Many of the other recommendations relating to the federal government’s cybersecurity practices and its organization are already in the process of being implemented via the administration’s Cybersecurity National Action Plan, President Obama noted in a statement on Friday.
“We have pushed to reduce the federal government’s reliance on legacy technologies, proposing an innovative $3.1 billion fund to modernize costly and vulnerable IT systems — a fund that the Commission proposes to expand,” Obama said. “Agencies are increasingly centralizing their cybersecurity efforts and relying on the Department of Homeland Security (DHS) for shared services like vulnerability detection, network discovery and monitoring, intrusion detection and prevention, and cybersecurity assessments of high priority IT systems.”
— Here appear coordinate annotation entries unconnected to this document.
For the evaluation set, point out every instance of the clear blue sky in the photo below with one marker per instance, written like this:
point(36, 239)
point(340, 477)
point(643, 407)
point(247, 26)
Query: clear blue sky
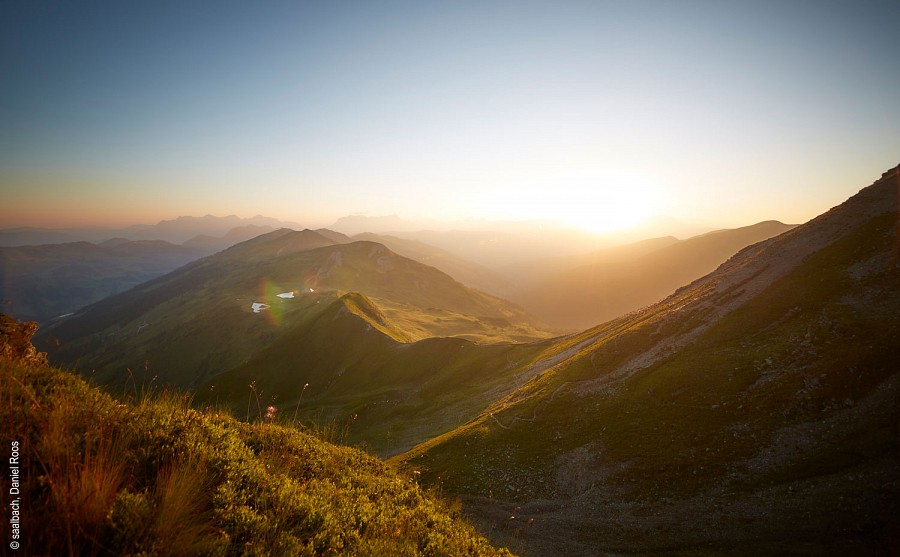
point(598, 112)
Another recommendation would mandate that all agencies mandate the use of “strong authentication” for employees and contractors accessing federal systems. The administration contends it already made significant progress on that front during the “cyber sprint” that followed the OPM data breaches, but the president also suggested agreement with another recommendation that all federal services that are provided directly to citizens use “appropriately strong authentication” rather than only usernames and passwords.
“Expanding the use of strong authentication to improve identity management will make all of us more secure online,” the President said. “The Commission’s recommendations are thoughtful and pragmatic. … Now it is time for the next administration to take up this charge and ensure that cyberspace can continue to be the driver for prosperity, innovation, and change.”